For seniors, smartphones can be a source of headaches. The text are tiny (even on large screen models), its touch interface requires a lot of dexterity and typing on the soft keyboard can be difficult.

It gets harder if your first language is not English.

As a result, paying bills online or looking up the opening hours of a nearby restaurant, is not as easy as it is for our elders.

Thankfully, this can be improved if we acknowledge their needs. Our population is growing older quickly. By 2030, seniors will make up 23% of the Canadian population.

Source: Statistics Canada (1971–2010) and Office of the Superintendent of Financial Institutions (2020–2080)

How can we help? Here is an example I made using text-to-speech / voice bot technologies to make common things offered on the web more accessible.

Food Buddy” enables the use of Google Maps — Search for Restaurant Details feature without a smartphone or computer. A natural language interface on a phone line replaces Google’s search box.

With the help of friends who speak Mandarin and Hindi, and my better half, Food Buddy can be used in 5 languages. (if you are interested to help out for other language, just comment below. :-))

  • Chinese — Mandarin 普通话 (647–243–7428)
  • Chinese — Cantonese 廣東話 (647–243–7431)
  • Hindi हिन्दी (647–243–6718)
  • Japanese 日本語 (647–243–6720)
  • English (647–243–7430)

The English interface works like this:

Food Buddy: Which restaurant would you like to check out?

Joe: The Pickle Barrel

Food Buddy: The Pickle Barrel, 3.8 stars ⭐, opens at 9, closes at 8 today. Located at 6508 Yonge St, Toronto. <pause> Would you like to be connected to them now?

Joe: Yes.

Food Buddy: <connects Joe to Pickle Barrel for direct conversations>

Everything is done through native language over voice.

The architecture is fairly simple if you want to replicate this pattern for the communities you care about.

  1. VoxImplant accepts call and relay audio to users.
  2. Dialogflow ES handles speech-to-text, intent detection and voice response creation.
  3. A simple webhook (running in Firebase Cloud Function) looks up city level location using the caller id and finds the desired restaurant using Google Places API.
  4. If user would like to be connected immediately, the same webhook would supply the intent and phone number back to VoxImplant to connect the two parties.

That’s it.

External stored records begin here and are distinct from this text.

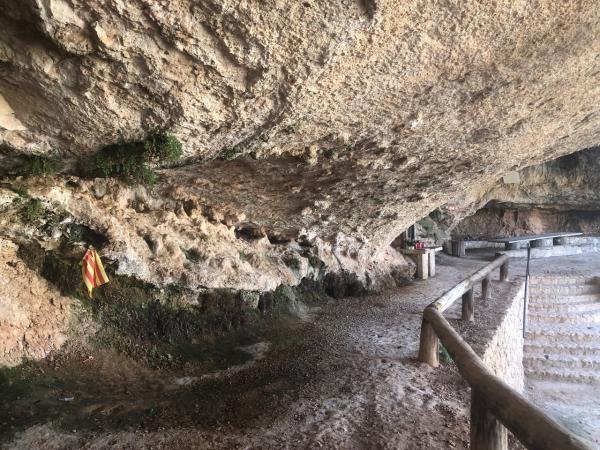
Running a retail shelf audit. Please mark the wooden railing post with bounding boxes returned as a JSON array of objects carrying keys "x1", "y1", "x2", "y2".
[
  {"x1": 470, "y1": 389, "x2": 508, "y2": 450},
  {"x1": 481, "y1": 275, "x2": 492, "y2": 300},
  {"x1": 462, "y1": 288, "x2": 475, "y2": 322},
  {"x1": 419, "y1": 318, "x2": 440, "y2": 367},
  {"x1": 500, "y1": 259, "x2": 508, "y2": 281}
]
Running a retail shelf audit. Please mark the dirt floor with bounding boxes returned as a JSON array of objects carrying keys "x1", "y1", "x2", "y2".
[{"x1": 0, "y1": 255, "x2": 596, "y2": 449}]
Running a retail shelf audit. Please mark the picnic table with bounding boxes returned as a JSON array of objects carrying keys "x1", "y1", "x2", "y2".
[
  {"x1": 400, "y1": 247, "x2": 442, "y2": 280},
  {"x1": 488, "y1": 232, "x2": 583, "y2": 250}
]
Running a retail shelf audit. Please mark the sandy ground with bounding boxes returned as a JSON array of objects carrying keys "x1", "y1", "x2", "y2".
[
  {"x1": 513, "y1": 253, "x2": 600, "y2": 449},
  {"x1": 0, "y1": 255, "x2": 596, "y2": 449}
]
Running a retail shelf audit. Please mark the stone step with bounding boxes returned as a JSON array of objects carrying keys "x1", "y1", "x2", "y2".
[
  {"x1": 529, "y1": 275, "x2": 600, "y2": 288},
  {"x1": 525, "y1": 367, "x2": 600, "y2": 384},
  {"x1": 527, "y1": 310, "x2": 600, "y2": 325},
  {"x1": 525, "y1": 324, "x2": 600, "y2": 345},
  {"x1": 523, "y1": 353, "x2": 600, "y2": 370},
  {"x1": 529, "y1": 284, "x2": 600, "y2": 299},
  {"x1": 523, "y1": 338, "x2": 600, "y2": 357},
  {"x1": 527, "y1": 295, "x2": 600, "y2": 312}
]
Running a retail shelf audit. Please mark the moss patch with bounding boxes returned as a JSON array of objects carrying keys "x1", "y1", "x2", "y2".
[{"x1": 94, "y1": 131, "x2": 183, "y2": 185}]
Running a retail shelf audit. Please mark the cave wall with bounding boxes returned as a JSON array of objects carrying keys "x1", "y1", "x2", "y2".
[
  {"x1": 452, "y1": 207, "x2": 600, "y2": 240},
  {"x1": 0, "y1": 0, "x2": 600, "y2": 260},
  {"x1": 440, "y1": 147, "x2": 600, "y2": 239}
]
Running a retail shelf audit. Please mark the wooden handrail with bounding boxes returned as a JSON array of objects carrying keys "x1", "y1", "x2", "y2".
[
  {"x1": 419, "y1": 255, "x2": 591, "y2": 450},
  {"x1": 423, "y1": 307, "x2": 590, "y2": 450},
  {"x1": 429, "y1": 255, "x2": 508, "y2": 311}
]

No hardware to acquire, no visits by telco to set up phone lines, no machine learning code to write… just basic integrations using low cost tools available.

Unexpected things & tech lessons I learned in this experiment?

  1. Google’s speech-to-text is really good and fast, even for recognizing words that do not exist in the dictionary. In my use case, most of the audio are just short snippets with little context and yet, Dialogflow’s TTS engine can recognize unusual phrases such as “Happy Grillmore” and “Baguettaboutit” accurately. The technology is fascinating.
  2. This little tool called Ngrok is handy for testing development stage APIs, e.g webhooks that external servers need to invoke. It allows me to validate the architecture quickly without messing with firewall rules. In an enterprise environment, if we are able to provide strong guardrails to use it securely, it can be an useful accelerator. Early integration means fewer surprises.
  3. Accessibility can open up new paths that are not just good for the community, but also big enough to justify investments needed to build them. In this case, 23% of the population is a sizeable market if you can dominate a particular problem space. The bonus, it’s a less crowded with fewer competitors.

I hope this helps…

Happy building…